Father Roger Landry, a Massachusetts priest working at the United Nations, spoke of the courage of police officers, doormen, waiters and chaplains. “Courage is not the absence of fear but doing what one should despite one’s fears. I’m grateful for those who boldly carried on while others cowered.” For some, the pandemic was a spiritual catalyst: “In the midst of widespread spiritual lockdown the hunger of so many for God was stoked.” People “started asking deeper questions about life, death and suffering, how to be selfless, to grieve with hope.” He has this year accompanied “several newly restless hearts to find the God for whom their hearts were made.”

Here are some gifts of the pandemic:

Former New Jersey Gov. Chris Christie wound up knowing those he knows more deeply. “I watched the extraordinary generosity of friends and neighbors who helped people in desperate financial and spiritual despair because of the pandemic. It reminded me that Americans continue to be the most generous people in the world—not only financially but emotionally.”

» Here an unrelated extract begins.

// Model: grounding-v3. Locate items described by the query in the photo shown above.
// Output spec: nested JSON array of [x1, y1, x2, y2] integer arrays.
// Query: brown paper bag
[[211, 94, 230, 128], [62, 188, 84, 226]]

Sen. Deb Fischer of Nebraska: “My 97 year old mom entered assisted living on Dec 30, 2019. The Senate’s April recess due to Covid gave me time to begin sorting through more than 60 years of memories in my childhood home.” She did office work online and by phone. “My parents kept everything—WW II letters, family photos, vacation scrapbooks. Toys and blue ribbons. It was a gift.” She’d show her mother what she’d found, and her mother would marvel. “I found the top of their wedding cake—a soldier in uniform standing next to his bride.” It was on a basement shelf. It’s made of ceramic or clay. Fischer now keeps it under a little glass dome. She found the letters her father wrote during the war: “‘My darling’ was his salutation.” She found her mother’s sewing box.

For Jason Gay, the Journal’s sports columnist, the lockdown carried unexpected opportunity. “This was a year of family fishing. I’d resisted it all my life—my late father loved to fish, and I couldn’t be bothered. But now my seven year old son is crazy for it, and my father is up there somewhere laughing. I grew to love the chase, and the disconnect of the natural world. Fish don’t know it’s 2020. I don’t even think fish watch cable news.”

For Willie Geist of NBC News, a fruitful, poignant conversation. “In late September, I was walking the halls of the eerily empty 30 Rockefeller Center when I ran into Herman Pinckney, a beloved custodian in the building. I was surprised when Herman told me he would retire in a couple of days, without fanfare, after 48 years on the job. As he reminisced through a mask, Herman said of the country, ‘I’ve seen a lot. We’re gonna be OK.’ I felt better immediately.”

For me this holiday weekend is quieter than usual, a traditional, raucous house party pushed back. It’s reminded all of us how we cherished our old lives of bubbling affection, and how grateful we’ll be when they return.

For now life wants to increase itself. Our trusty editor of 20 years, James Taranto, wed Anastasia, “the love of my life,” on the Fourth of July. The journalists Betsy Woodruff Swan and her husband, Jonathan, became parents of a baby girl. “At a time when it feels like death is everywhere,” she wrote, “we are incredibly grateful for the gift of a new life.”

Welcome to the world, Miss Esther Swan, a place that is more tender and beautiful than it always appears.